Very nice. Saw this in the flesh, and its a cracking looking car :thumb:


----------



## wedgie (Apr 5, 2008)

wedgie said:


> is that dave's car lurking in the background in a few of the pics???


So i was right hen Dave????


----------



## [email protected] (Mar 5, 2007)

Dave KG said:


> Very nice. Saw this in the flesh, and its a cracking looking car :thumb:


Cheers dave :thumb:



wedgie said:


> So i was right hen Dave????


Sorry for not replying originally, but yes it is, well spotted!


----------



## ahaydock (Jan 4, 2007)

Looks spot on :thumb:


----------



## [email protected] (Dec 21, 2005)

Thanks guys for all your comments.:thumb:


----------



## Short1e (Apr 5, 2009)

This was a great read.
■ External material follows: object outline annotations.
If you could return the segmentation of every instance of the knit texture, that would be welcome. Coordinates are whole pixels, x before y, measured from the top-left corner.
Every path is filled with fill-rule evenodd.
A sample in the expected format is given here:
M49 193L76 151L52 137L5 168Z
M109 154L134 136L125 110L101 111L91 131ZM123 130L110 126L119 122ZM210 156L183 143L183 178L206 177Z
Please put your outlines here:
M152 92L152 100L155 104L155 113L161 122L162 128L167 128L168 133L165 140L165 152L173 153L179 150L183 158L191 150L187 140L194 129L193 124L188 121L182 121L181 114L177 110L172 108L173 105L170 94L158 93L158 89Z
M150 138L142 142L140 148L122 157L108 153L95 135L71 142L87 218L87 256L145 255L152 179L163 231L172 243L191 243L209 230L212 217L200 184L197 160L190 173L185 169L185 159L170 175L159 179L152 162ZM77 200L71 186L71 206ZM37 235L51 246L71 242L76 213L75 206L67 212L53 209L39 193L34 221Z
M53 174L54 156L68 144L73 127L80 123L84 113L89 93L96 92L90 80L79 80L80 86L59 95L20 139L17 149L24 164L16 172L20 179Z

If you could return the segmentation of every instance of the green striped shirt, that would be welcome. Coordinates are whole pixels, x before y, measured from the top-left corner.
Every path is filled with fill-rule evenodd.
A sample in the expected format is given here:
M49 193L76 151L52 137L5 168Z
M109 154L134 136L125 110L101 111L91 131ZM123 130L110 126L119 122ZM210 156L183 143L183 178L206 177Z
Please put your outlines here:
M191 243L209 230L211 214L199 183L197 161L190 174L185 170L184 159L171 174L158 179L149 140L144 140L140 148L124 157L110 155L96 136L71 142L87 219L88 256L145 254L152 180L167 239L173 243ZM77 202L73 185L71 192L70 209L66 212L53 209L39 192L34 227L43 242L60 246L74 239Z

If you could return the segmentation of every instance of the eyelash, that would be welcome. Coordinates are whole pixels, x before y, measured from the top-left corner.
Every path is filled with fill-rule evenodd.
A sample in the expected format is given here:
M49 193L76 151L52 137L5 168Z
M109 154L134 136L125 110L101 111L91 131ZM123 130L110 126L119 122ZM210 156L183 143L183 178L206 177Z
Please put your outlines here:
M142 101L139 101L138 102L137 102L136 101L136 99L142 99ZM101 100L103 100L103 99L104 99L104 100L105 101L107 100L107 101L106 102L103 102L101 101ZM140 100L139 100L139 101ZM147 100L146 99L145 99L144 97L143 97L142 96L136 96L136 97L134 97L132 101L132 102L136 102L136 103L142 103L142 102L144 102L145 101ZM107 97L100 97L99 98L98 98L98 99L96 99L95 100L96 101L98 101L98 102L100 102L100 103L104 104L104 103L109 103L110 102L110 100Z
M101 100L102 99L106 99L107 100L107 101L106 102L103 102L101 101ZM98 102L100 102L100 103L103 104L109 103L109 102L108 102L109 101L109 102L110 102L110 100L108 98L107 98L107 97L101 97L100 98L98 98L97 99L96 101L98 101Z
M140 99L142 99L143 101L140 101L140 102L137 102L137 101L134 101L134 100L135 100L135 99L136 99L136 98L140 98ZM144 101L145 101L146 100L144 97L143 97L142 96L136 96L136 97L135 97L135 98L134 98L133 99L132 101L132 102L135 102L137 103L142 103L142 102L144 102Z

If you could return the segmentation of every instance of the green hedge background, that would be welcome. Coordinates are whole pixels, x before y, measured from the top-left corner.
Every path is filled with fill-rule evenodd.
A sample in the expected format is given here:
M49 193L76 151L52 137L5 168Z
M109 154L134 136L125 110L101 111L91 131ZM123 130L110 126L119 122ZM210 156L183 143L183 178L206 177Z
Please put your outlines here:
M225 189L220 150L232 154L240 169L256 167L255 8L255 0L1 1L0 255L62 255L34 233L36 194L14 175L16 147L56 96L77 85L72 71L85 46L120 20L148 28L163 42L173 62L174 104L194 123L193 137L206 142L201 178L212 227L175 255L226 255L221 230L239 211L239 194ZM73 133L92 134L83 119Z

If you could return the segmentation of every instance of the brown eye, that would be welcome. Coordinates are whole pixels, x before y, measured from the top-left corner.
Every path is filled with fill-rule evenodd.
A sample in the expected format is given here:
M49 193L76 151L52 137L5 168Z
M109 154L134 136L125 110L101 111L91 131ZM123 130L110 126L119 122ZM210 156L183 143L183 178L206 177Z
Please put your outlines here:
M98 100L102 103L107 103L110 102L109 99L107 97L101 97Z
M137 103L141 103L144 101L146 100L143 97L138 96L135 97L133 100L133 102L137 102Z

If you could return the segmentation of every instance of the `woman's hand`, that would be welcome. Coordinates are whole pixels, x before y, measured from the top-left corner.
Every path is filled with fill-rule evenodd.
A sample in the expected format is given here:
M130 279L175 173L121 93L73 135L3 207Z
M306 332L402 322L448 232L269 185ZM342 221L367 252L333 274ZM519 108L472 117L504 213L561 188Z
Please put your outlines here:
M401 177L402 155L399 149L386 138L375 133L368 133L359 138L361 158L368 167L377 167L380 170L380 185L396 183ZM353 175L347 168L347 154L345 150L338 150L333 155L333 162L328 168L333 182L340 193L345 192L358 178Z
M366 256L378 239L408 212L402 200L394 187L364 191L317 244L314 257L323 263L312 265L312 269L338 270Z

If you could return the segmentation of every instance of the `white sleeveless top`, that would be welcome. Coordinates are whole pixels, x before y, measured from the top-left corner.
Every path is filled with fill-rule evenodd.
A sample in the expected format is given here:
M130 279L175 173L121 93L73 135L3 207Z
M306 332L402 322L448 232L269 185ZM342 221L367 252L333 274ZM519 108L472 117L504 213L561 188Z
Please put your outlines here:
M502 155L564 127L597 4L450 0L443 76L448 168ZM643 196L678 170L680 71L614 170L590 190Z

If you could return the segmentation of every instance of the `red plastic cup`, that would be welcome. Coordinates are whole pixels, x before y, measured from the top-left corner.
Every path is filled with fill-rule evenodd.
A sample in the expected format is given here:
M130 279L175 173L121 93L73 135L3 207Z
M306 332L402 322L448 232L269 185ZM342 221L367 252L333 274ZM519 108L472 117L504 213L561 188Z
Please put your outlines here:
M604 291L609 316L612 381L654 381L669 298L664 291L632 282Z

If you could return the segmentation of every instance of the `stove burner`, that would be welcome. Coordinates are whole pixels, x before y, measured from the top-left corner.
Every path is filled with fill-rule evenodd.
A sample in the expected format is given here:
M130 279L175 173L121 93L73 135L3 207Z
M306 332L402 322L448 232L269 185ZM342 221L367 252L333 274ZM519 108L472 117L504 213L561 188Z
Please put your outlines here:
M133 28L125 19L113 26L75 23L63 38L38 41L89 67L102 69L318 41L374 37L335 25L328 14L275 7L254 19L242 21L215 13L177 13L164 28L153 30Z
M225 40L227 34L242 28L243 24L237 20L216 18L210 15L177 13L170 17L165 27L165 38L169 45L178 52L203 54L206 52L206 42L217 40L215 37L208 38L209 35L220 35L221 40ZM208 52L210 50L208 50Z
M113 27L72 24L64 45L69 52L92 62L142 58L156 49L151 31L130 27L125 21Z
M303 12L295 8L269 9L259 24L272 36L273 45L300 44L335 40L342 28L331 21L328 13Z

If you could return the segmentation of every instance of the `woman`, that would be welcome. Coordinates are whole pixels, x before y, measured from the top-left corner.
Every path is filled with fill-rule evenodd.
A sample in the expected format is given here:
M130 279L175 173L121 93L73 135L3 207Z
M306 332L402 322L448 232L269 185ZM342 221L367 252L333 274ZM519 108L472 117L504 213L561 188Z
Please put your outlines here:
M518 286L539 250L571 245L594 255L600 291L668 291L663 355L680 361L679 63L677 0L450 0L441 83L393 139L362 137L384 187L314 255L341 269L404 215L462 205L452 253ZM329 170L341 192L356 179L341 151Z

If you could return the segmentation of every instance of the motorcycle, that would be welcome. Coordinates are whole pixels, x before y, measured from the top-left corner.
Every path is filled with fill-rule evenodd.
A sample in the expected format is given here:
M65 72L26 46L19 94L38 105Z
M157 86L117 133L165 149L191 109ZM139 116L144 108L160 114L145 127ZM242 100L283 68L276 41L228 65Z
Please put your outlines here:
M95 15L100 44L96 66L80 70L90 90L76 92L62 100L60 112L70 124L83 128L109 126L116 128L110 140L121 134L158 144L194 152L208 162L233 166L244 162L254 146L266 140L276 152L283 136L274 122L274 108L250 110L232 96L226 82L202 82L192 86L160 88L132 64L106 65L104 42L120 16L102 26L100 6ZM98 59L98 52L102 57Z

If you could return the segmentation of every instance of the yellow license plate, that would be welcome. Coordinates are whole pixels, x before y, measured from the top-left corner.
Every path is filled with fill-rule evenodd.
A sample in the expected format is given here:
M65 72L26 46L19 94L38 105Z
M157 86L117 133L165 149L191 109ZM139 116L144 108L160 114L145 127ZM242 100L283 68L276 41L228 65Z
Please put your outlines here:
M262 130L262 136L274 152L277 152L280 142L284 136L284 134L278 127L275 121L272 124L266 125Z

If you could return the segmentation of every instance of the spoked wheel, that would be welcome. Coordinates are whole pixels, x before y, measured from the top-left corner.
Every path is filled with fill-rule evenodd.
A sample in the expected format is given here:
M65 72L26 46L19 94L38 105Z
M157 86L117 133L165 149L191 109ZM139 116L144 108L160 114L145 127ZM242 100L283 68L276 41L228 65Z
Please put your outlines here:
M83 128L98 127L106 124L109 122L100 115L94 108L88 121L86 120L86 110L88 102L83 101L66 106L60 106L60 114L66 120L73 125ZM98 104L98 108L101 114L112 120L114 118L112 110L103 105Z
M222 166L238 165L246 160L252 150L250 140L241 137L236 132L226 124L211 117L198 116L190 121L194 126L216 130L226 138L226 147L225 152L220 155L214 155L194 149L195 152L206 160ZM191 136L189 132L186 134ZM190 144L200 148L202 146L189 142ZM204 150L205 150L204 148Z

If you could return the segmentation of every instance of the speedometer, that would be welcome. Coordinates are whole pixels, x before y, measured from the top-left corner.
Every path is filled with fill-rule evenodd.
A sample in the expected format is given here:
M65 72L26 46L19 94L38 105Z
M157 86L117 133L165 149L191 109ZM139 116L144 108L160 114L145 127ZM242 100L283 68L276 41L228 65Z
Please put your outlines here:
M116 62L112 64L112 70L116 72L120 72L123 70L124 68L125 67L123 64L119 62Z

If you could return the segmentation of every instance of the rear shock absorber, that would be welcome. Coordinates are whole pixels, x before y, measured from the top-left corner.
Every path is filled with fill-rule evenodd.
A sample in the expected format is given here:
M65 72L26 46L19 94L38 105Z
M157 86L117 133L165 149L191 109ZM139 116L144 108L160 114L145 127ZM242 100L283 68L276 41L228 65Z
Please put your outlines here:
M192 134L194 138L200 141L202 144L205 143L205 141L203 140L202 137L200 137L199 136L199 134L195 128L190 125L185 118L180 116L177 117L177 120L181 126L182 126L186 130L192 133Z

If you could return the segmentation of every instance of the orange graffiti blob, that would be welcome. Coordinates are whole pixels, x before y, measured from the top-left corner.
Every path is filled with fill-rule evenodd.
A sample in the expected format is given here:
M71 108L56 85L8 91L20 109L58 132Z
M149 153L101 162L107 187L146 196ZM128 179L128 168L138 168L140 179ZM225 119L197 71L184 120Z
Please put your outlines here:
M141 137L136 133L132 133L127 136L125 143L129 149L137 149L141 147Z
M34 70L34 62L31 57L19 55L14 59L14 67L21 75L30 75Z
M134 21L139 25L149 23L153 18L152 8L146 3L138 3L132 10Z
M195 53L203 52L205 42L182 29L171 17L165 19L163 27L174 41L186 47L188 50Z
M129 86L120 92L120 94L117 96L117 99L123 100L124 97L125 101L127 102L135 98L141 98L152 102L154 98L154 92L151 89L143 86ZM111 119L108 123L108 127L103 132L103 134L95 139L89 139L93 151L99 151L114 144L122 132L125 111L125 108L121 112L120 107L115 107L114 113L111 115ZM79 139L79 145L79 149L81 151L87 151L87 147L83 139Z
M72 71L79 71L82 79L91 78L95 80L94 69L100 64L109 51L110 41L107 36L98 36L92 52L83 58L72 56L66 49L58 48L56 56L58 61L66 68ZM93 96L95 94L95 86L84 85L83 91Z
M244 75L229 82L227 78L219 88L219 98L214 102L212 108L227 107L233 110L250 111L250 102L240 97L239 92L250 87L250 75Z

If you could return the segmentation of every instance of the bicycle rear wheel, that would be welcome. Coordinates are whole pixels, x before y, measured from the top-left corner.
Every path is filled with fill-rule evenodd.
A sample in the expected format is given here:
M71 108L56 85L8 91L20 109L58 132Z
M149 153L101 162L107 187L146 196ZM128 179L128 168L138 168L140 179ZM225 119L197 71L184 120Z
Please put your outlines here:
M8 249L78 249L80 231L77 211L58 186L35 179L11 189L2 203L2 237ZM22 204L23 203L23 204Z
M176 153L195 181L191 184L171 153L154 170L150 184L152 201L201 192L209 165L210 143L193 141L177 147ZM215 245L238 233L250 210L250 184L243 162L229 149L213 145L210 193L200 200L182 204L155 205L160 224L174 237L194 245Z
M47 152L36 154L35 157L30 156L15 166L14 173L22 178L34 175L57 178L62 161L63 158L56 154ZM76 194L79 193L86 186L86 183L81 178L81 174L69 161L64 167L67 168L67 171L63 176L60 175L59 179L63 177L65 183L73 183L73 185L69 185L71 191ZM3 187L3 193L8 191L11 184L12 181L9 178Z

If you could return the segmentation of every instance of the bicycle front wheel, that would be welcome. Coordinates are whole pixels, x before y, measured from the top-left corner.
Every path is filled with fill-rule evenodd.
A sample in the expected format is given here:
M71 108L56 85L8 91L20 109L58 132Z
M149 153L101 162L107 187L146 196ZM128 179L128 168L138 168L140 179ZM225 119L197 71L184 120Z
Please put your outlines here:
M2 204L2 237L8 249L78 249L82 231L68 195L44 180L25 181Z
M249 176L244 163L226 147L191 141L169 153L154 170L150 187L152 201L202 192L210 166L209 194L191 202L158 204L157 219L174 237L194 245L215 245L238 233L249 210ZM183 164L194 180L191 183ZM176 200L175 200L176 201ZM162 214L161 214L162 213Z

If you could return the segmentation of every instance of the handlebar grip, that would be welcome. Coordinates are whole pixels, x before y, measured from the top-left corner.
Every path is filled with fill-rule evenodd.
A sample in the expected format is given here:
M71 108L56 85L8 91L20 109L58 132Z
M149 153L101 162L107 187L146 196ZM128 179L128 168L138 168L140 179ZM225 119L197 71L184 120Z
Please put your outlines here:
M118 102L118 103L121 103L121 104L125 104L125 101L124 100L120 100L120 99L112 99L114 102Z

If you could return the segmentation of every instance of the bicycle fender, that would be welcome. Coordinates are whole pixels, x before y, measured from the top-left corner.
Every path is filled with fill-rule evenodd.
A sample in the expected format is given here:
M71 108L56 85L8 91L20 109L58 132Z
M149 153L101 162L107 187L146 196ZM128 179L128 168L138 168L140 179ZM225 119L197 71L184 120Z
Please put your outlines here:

Tim... You need to do more. 

Was just saying to Mark, I liked the idea of the list of products you used then showed them.

It's made me put in an order any way....

Great work.. :thumb:

Keep it up guys!!!


----------



## steve from wath (Dec 12, 2008)

i saw this when it was in your shop
i was on advanced course with kg
i had a good look round and its simply stunning 
the best white ive ever seen
the car still had delivery stickers on
the paint seemed to glow
fantastic work


----------



## caledonia (Sep 13, 2008)

How is the back now Steve 
Hope you are o the mend now.
Gordon.


----------



## scooby73 (Mar 20, 2007)

Nice work on a stunning car!:thumb:


----------



## Leemack (Mar 6, 2009)

Nice mate :thumb:


----------



## gally (May 25, 2008)

Must be so hard seeing defects and waxing a white car, I used to struggle to see coverage on a yellow car with the wax!


----------



## steve from wath (Dec 12, 2008)

caledonia said:


> How is the back now Steve
> Hope you are o the mend now.
> Gordon.


loads better thanks
ben golfing and detailing!!!
just having a coffee then on with latest project
a 19996 escort ,that has been stood in a barn
spent sunday washing,monday maching
today all the finishing off jobs
so look out for write up

had a great day with you and learnt loads

possibly got a a4 that needs bonnet wetsanding soon
oh and a range rover,a saab

hope you all well:thumb::buffer::wave:


----------



## [email protected] (Mar 5, 2007)

Thanks again for all of the comments guys 



gally said:


> Must be so hard seeing defects and waxing a white car, I used to struggle to see coverage on a yellow car with the wax!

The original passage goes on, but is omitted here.